Auteur(s) du livre : Ben Hammersley
Éditeur : O'Reilly
0-596-00881-3

Première rédaction de cet article le 16 décembre 2005


Les blogs et la syndication étant actuellement deux des occupations les plus populaires sur le Web, il fallait donc un livre chez O'Reilly sur les formats de syndication : c'est chose faite.

Ce livre couvre les différents formats RSS et une version assez préliminaire du format Atom (qui vient d'être normalisé dans le RFC 4287). Le chapitre historique qui retrace l'histoire de la syndication et des guerres entre formats nommés RSS est d'ailleurs passionnant et éclaire bien des questions.

Il continue par un chapitre sur l'utilisation de la syndication (il cite de nombreux outils mais pas un de mes favoris, rss2email, qui permet de convertir un flux de syndication en liste de diffusion par courrier).

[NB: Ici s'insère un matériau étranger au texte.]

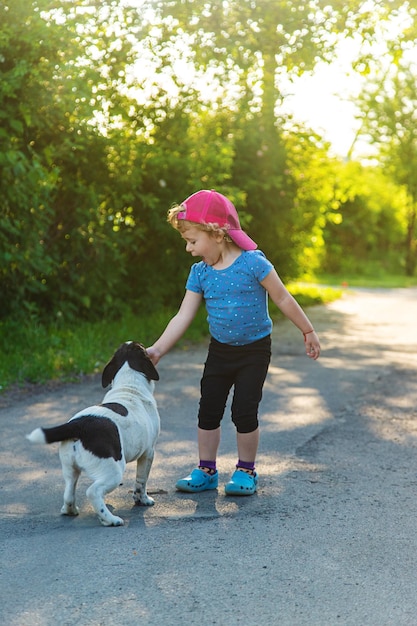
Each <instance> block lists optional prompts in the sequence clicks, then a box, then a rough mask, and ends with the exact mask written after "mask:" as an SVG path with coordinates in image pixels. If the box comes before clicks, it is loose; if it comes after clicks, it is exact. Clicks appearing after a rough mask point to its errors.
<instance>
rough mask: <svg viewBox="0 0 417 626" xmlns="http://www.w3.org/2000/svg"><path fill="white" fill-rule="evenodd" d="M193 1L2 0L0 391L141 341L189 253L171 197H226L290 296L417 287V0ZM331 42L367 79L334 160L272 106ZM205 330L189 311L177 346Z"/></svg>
mask: <svg viewBox="0 0 417 626" xmlns="http://www.w3.org/2000/svg"><path fill="white" fill-rule="evenodd" d="M203 4H204V10H202V3H201V2H200V0H198V1H197V0H187V2H184V0H154V1H153V2H146V1H145V0H126V1H124V2H114V0H101V1H100V2H96V1H92V0H77V2H68V0H55V1H54V2H52V3H51V2H50V0H5V2H0V41H1V50H0V52H1V53H0V145H1V147H0V300H1V302H0V303H1V306H0V391H1V390H2V391H4V390H7V389H10V387H11V386H13V385H17V386H19V385H20V386H22V385H28V384H29V385H32V384H35V385H36V384H39V383H44V382H47V381H50V380H74V379H77V377H80V376H83V375H85V374H90V373H94V372H97V371H99V370H101V368H102V366H103V364H104V362H105V361H106V360H107V359H108V357H109V355H110V354H111V353H112V351H113V350H114V348H115V347H116V346H117V345H118V344H119V343H120V342H122V341H124V340H126V339H129V338H134V339H137V340H140V341H142V343H144V344H149V343H150V342H152V341H153V340H154V338H155V336H157V335H158V333H159V332H160V331H161V330H162V329H163V328H164V326H165V324H166V322H167V320H168V319H169V318H170V316H171V315H172V313H173V312H174V311H175V310H176V307H177V306H178V303H179V302H180V299H181V297H182V294H183V289H184V284H185V281H186V277H187V275H188V271H189V265H190V264H191V262H192V259H191V258H190V257H189V255H186V254H185V252H184V249H183V246H181V243H180V242H179V240H178V233H175V232H174V231H173V229H172V228H170V227H169V226H168V225H167V223H166V215H167V210H168V209H169V208H170V207H171V206H172V205H173V204H174V203H178V202H181V201H182V200H183V199H184V198H186V197H187V196H189V195H190V194H191V193H193V192H195V191H197V190H198V189H214V188H215V189H217V190H218V191H220V192H221V193H223V194H225V195H226V196H228V197H229V198H230V199H231V200H232V202H234V204H235V205H236V208H237V209H238V212H239V215H240V218H241V223H242V227H243V228H244V229H245V230H247V231H248V232H249V234H250V235H251V237H253V238H254V239H255V241H257V242H258V243H259V246H260V248H261V249H262V251H263V252H264V253H265V254H266V256H267V257H268V258H269V259H270V260H271V262H272V263H273V264H274V266H275V267H276V268H277V270H278V272H279V274H280V276H281V278H282V279H283V280H284V282H285V283H286V284H287V285H288V286H289V288H290V290H291V291H292V292H293V293H294V295H295V296H296V298H297V299H298V300H299V302H300V304H302V306H312V305H315V304H321V303H323V302H329V301H330V300H331V299H333V298H335V297H340V295H341V293H342V292H343V289H344V288H346V287H349V286H353V287H355V286H359V285H365V286H378V287H388V286H389V287H393V286H406V285H412V284H415V280H416V278H415V277H416V273H417V185H416V174H415V172H416V171H417V131H416V124H415V113H414V112H415V111H416V110H417V83H416V81H415V76H416V71H417V68H416V60H415V55H414V54H413V51H414V50H415V42H416V39H417V10H416V9H415V8H413V7H412V6H411V4H412V3H410V2H409V0H390V2H380V0H351V1H350V2H348V3H346V2H340V0H329V1H328V2H326V3H323V2H322V1H321V0H311V1H310V2H308V3H306V2H294V0H282V1H280V2H272V1H271V2H269V3H268V10H267V11H265V0H228V1H227V2H219V1H218V0H205V2H204V3H203ZM343 43H351V44H352V43H353V44H354V49H355V50H356V52H357V57H356V58H355V59H353V60H352V64H351V67H350V68H349V73H350V72H352V74H353V75H355V76H356V78H357V79H358V81H359V82H358V84H361V85H362V86H363V87H362V91H361V93H359V94H358V95H357V97H355V106H356V110H357V118H358V119H357V121H358V122H359V124H358V131H357V136H356V138H355V140H354V142H353V145H352V147H351V148H350V149H349V151H348V154H346V155H339V156H337V155H335V154H334V153H333V152H332V149H331V145H330V144H329V142H328V141H327V140H326V139H325V138H324V137H323V136H321V135H320V133H318V132H317V130H313V129H311V128H308V127H307V126H306V124H304V123H302V122H300V121H299V120H296V119H295V118H294V117H293V116H292V115H290V114H288V113H286V112H285V110H286V109H285V106H282V105H283V104H284V103H285V100H286V97H287V96H288V95H289V94H290V93H291V91H292V82H293V81H295V80H297V78H298V77H301V76H302V75H303V74H306V73H309V72H314V71H315V69H316V68H317V67H319V66H320V64H325V63H331V62H332V61H333V60H335V59H337V58H338V56H339V55H340V45H341V44H343ZM356 52H355V54H356ZM343 97H344V98H345V94H343ZM358 140H362V142H364V143H365V145H366V146H368V147H369V153H368V154H364V153H363V152H361V158H360V159H359V158H358V156H357V153H356V152H355V146H356V145H357V144H358ZM306 273H308V278H306ZM315 276H320V277H321V278H320V280H317V279H315V278H314V277H315ZM335 276H338V277H341V278H340V279H339V278H338V279H337V280H336V279H334V278H333V277H335ZM317 283H320V284H321V287H317ZM332 285H336V287H335V288H332ZM272 314H273V315H275V314H276V312H274V311H272ZM206 332H207V330H206V323H205V314H204V311H203V310H202V311H201V313H200V314H199V316H198V318H197V319H196V321H195V323H194V324H193V326H192V328H191V329H190V330H189V332H188V333H187V336H186V337H185V338H184V340H183V342H182V344H181V346H182V347H183V348H185V347H189V345H190V343H191V344H192V342H194V341H199V340H200V339H201V338H202V337H203V336H204V334H205V333H206ZM181 346H180V347H181Z"/></svg>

Puis il décrit en détail les principaux formats de syndication, s'attardant sur les innombrables modules qui ont fait le succès de la version 1.0 de RSS (celle qui utilise RDF).

Les chapitres suivants sont plus techniques : analyse de flux de syndication depuis un programme (presque tous les exemples sont en Perl), avec discussion pour savoir si l'analyseur doit être strict ou bien laxiste, des considérations sur les flux réels rencontrés dans la nature et surtout un chapitre passionnant sur des utilisations « inhabituelles » de la syndication, essentiellement pour des tâches d'administration système ou bien pour exploiter des sources d'information qui ne sont pas syndicatées (par exemple Google, avec un programme de conversion de recherches Google en flux RSS).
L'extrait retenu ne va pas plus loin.